Remarks by Angel Gurría,
OECD, Paris, 1 July 2015
Excellencies, Ladies and Gentlemen,
I am delighted to welcome Mr Graziano and his team from the UN Food and Agriculture Organization for the launch of this year’s OECD-FAO Agricultural Outlook. This is the 21st Outlook produced by the OECD, and the eleventh produced jointly with FAO. Thank you, Jose, for your continued partnership.
This year’s report contains a special focus on Brazil, the world’s second largest supplier of agricultural products and the foremost exporter in meeting additional global demand. (Allow me to acknowledge the presence here today of our colleagues from the Embassy of Brazil. Welcome!)
Overall, this year’s Outlook provides further evidence that markets are returning to more “normal” conditions after a period of unusually high and volatile prices.
Lower prices have been driven by a combination of supply and demand factors. Production has responded rapidly to higher food prices. Whereas cereal production grew by 7% in the eight years before the food price spike, it has grown by 18% in the eight years since – adding over 380 million tonnes to annual supplies. At the same time, demand remains subdued by the underperformance of the world economy and the fact that consumption of many products – in particular food staples – is close to saturation point in many parts of the world. Lower oil prices have also helped bring down costs, and they have almost eliminated the market incentive to grow crops for biofuel production.
All of these findings highlight how flexible the agricultural sector is. But we should not be complacent. Given uncertainties over the world economy, oil prices, and weather, aggravated by climate change, we cannot rule out the risk of another shock within the next decade. We must build a system that is robust enough to withstand such shocks.
The smooth functioning of international markets is crucial. Transparent and open markets are essential in allowing food to be produced where it is both economically efficient and environmentally sustainable, and transported efficiently to where it is consumed.
The OECD and FAO continue to collaborate on the Agricultural Market Information System – AMIS for short – which helps provide timely and transparent information on international markets.
In recent years, concern has centred on the policies that contributed to higher food prices, such as export bans and support for first generation biofuels. As prices have fallen, we are paying more attention again to the prices received by producers, and to the role of support policies.
For the OECD area as a whole, gradual progress has been made in curbing the use of producer support policies which distort markets. But that progress has stalled. Moreover, several larger emerging economies are now making use of such instruments. We know that policies based on market interventions are an ineffective way of protecting farmers’ incomes – they are inequitable approaches, and distort international markets.

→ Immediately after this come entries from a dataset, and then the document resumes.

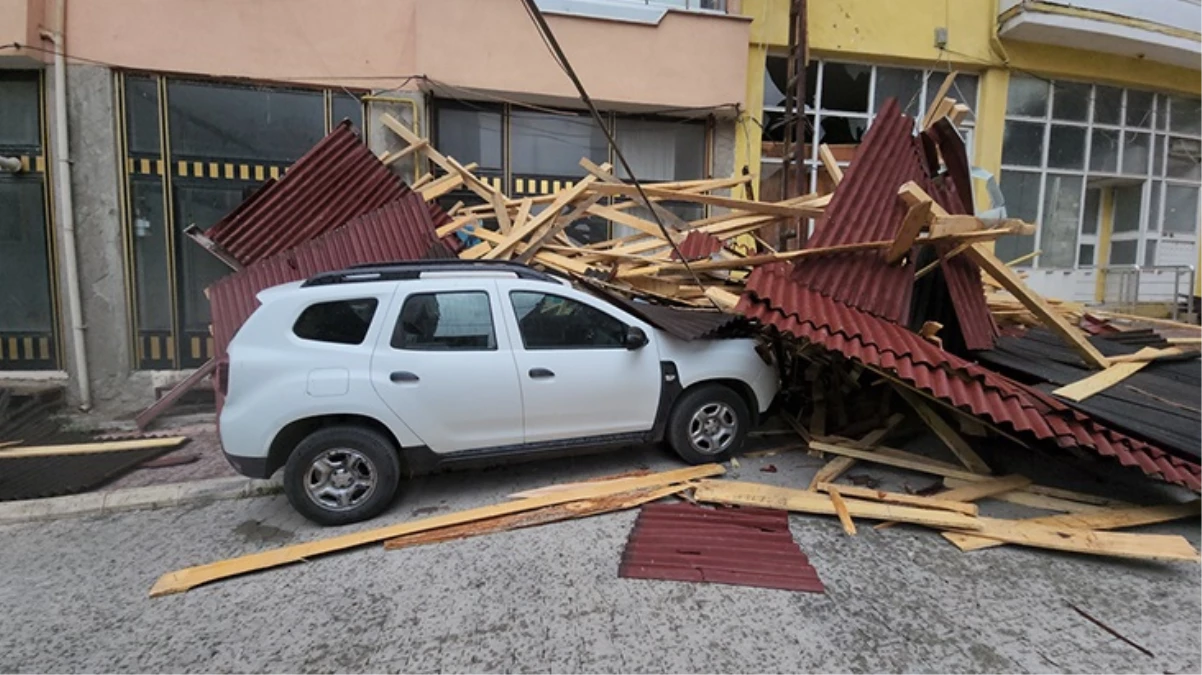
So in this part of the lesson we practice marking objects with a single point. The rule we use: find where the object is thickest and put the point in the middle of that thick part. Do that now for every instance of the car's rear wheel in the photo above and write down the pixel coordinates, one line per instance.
(708, 424)
(341, 475)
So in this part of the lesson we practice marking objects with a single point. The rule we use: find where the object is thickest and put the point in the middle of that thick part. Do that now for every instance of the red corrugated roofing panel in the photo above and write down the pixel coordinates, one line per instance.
(866, 208)
(398, 231)
(747, 547)
(698, 245)
(335, 180)
(777, 302)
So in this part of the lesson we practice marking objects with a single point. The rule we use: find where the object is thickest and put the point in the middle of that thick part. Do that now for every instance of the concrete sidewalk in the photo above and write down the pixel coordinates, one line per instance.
(548, 599)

As in previous decades, agriculture is one of the most difficult areas on which to make progress on multilateral trade reform. Several countries are now targeting self-sufficiency in food and agricultural products. While every country should strive for sustainable improvements in productivity, pursuing self-sufficiency through trade barriers has been shown again and again to be harmful to the countries themselves.

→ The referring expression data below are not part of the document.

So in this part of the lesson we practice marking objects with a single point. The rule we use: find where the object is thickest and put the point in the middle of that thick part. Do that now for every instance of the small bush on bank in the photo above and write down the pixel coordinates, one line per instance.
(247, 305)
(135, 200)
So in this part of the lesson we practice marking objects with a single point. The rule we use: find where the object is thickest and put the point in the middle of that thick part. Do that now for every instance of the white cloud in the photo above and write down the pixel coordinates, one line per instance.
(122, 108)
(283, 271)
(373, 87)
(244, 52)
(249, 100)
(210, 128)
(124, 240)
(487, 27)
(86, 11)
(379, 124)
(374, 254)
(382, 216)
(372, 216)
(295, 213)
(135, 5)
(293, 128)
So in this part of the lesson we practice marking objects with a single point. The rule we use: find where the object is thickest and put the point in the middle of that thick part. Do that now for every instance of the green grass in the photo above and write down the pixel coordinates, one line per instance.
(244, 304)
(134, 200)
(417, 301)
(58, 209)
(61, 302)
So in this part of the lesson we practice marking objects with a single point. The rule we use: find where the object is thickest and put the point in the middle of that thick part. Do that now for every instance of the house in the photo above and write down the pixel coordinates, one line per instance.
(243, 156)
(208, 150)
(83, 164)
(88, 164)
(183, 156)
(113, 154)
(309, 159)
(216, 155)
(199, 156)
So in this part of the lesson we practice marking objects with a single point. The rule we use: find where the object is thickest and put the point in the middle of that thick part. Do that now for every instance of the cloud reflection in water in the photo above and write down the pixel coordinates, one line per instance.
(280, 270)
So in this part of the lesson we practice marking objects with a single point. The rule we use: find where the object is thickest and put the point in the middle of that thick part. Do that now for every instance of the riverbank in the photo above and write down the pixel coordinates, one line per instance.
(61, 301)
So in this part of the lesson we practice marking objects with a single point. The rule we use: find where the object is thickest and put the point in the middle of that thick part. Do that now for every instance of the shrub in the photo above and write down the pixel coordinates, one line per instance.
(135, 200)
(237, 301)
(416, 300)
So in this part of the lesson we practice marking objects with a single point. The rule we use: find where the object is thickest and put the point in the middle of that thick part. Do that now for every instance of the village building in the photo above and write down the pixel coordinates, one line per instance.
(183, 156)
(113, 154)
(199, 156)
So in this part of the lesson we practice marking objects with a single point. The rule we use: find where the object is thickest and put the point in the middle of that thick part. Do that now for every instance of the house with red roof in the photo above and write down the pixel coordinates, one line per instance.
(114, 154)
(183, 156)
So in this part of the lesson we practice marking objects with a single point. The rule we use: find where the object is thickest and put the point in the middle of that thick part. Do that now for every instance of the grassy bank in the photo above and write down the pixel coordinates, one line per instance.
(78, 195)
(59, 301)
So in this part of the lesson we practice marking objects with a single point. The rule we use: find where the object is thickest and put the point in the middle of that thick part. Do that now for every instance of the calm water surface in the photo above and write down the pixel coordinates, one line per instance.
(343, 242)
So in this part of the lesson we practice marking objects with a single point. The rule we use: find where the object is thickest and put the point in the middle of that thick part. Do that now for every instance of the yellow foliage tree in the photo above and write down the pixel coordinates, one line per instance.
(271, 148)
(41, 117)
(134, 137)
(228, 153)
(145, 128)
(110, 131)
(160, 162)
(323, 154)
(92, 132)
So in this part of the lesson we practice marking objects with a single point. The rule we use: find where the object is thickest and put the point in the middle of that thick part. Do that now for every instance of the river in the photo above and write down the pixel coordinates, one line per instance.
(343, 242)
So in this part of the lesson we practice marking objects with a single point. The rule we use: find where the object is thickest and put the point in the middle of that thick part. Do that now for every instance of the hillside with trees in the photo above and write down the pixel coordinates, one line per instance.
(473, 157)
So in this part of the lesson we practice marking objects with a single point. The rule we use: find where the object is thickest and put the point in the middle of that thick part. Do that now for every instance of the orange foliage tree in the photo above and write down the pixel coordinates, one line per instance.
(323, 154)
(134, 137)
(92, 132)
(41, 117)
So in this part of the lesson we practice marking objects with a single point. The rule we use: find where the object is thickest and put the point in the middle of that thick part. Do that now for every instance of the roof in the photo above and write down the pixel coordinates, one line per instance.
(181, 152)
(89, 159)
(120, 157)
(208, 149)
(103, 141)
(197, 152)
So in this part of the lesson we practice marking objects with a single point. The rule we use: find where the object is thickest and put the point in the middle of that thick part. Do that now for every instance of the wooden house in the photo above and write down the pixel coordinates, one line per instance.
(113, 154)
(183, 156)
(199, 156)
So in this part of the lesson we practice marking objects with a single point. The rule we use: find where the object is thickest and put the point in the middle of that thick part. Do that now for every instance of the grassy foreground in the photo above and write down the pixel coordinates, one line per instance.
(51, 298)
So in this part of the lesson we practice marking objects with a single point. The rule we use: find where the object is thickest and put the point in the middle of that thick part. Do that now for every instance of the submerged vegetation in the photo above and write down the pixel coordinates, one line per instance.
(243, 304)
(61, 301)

The current Outlook suggests that globally agriculture will respond to the challenge of producing more food for a growing and more affluent population. More can nevertheless be done to raise agricultural productivity, and to do so sustainably. In this respect, there are important lessons to be learned from Brazil.

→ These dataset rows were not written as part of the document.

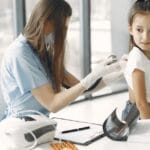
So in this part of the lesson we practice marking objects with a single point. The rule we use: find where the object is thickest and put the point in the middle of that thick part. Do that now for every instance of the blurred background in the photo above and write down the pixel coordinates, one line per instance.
(97, 29)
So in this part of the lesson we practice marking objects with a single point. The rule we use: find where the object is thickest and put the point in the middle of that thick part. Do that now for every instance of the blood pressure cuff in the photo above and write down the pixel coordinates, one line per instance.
(118, 128)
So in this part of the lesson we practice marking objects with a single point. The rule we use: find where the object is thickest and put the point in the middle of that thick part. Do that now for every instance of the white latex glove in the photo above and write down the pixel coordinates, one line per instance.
(102, 70)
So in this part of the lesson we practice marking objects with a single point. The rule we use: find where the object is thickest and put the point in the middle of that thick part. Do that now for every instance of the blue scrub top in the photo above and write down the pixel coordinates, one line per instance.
(22, 71)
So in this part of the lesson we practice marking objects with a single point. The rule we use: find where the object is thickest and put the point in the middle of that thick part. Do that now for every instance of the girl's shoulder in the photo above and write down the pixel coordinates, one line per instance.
(136, 54)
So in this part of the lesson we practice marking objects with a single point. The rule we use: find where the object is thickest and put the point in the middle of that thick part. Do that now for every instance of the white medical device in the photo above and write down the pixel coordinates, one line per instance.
(27, 131)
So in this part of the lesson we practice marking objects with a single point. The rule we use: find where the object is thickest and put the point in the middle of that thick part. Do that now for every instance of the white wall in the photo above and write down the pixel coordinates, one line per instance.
(119, 26)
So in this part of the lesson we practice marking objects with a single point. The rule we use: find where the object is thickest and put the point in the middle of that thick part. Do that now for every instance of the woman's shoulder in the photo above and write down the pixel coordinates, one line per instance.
(19, 48)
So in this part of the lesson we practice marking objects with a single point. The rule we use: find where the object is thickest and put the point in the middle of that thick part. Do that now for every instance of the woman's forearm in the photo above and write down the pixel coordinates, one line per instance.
(64, 98)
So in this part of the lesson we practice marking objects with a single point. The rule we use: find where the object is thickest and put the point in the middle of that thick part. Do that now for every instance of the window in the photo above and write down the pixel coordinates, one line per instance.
(6, 25)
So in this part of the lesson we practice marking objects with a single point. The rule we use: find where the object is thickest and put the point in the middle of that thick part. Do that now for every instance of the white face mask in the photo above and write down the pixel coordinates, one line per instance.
(49, 40)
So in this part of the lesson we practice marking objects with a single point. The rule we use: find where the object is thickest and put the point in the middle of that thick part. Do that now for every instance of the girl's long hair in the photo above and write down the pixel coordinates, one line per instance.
(56, 11)
(139, 7)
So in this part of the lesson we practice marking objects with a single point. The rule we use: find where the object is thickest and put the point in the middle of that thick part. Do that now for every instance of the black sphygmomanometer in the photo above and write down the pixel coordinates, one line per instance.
(120, 122)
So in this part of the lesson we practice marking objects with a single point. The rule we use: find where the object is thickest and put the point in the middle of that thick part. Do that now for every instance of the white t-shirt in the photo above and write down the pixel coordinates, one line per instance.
(137, 60)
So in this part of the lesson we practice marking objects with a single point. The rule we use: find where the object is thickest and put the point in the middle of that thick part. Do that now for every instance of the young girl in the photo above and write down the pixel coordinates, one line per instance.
(137, 72)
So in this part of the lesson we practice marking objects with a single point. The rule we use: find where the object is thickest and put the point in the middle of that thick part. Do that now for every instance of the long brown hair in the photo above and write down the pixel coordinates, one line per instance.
(139, 7)
(56, 11)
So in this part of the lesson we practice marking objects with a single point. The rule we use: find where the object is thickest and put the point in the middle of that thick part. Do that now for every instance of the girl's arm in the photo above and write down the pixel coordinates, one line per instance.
(139, 91)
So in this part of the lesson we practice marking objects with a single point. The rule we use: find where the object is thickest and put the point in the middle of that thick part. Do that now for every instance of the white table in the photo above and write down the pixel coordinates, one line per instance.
(97, 111)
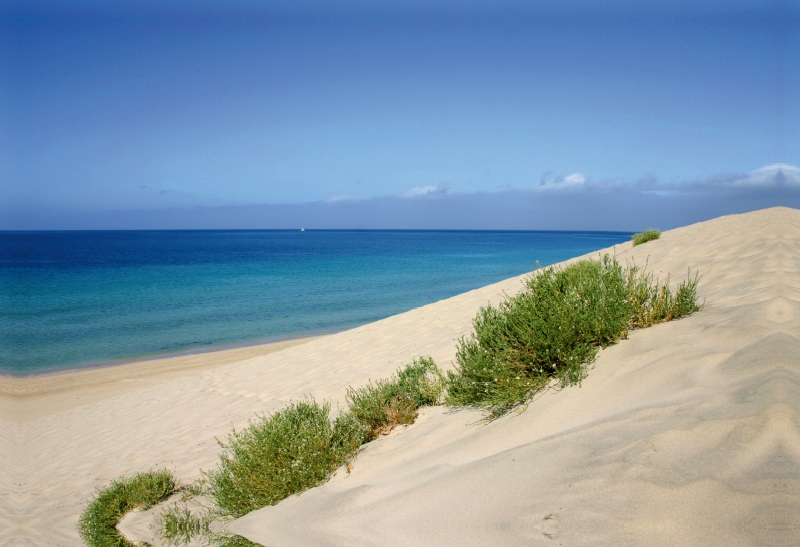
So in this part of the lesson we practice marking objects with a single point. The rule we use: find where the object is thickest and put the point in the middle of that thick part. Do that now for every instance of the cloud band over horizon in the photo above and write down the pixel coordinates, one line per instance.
(572, 202)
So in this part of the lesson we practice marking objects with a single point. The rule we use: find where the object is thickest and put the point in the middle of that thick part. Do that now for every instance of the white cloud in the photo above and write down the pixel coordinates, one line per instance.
(425, 191)
(777, 174)
(570, 182)
(342, 197)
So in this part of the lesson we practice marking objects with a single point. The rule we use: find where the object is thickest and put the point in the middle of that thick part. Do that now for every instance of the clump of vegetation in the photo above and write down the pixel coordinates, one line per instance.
(380, 407)
(283, 454)
(643, 237)
(179, 525)
(554, 329)
(98, 523)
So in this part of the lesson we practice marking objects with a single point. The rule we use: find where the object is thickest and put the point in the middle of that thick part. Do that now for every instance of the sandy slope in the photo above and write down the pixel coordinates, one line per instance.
(683, 434)
(58, 445)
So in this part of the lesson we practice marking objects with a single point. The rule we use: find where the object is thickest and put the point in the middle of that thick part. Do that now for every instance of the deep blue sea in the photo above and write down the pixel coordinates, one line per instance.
(71, 299)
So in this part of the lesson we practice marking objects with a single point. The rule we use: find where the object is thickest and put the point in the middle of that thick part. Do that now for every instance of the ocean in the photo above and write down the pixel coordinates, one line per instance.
(75, 299)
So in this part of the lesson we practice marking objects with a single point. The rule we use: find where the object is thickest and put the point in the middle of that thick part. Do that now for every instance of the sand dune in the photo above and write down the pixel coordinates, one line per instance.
(685, 434)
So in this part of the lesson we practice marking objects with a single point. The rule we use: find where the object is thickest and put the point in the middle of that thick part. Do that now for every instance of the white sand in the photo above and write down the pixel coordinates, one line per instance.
(686, 434)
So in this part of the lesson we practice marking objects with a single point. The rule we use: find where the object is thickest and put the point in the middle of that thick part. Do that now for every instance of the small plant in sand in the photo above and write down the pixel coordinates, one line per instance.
(643, 237)
(98, 523)
(282, 454)
(179, 525)
(381, 406)
(554, 328)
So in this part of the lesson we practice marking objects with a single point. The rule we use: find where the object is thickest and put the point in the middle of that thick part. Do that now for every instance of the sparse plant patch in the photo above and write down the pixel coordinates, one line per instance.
(643, 237)
(283, 454)
(97, 524)
(554, 329)
(179, 525)
(380, 407)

Brazil’s agricultural sector has grown dramatically for over three decades. Total agricultural output in Brazil has more than doubled since 1990, and livestock production has almost trebled. It has achieved this through improved productivity, with the national research agency, Embrapa, playing a key role.
In recent years, growth has gone hand-in-hand with policies to ensure that the benefits reach the poorest people, and also with policies to improve the sustainability of farm practices.
Based on current trends, we expect Brazil to be the biggest supplier in meeting the world’s additional demand for food over the next ten years, even though a large share of production will go to meeting additional domestic demand. Asia will benefit from Brazil’s exports. For example, China will account for 80% of additional global oilseed export demand, half of which will be supplied by Brazil. Africa – which will be the focus of next year’s Outlook – could stand to benefit from Brazilian know-how and expertise.
As always, there is scope for further improvement. Our Outlook highlights the roles that further investments in infrastructure and a reduced regulatory burden could play in strengthening Brazil’s production even further.
We will continue to work with Brazil – and with all our partners – to help design and implement Better Agricultural Policies for Better Lives.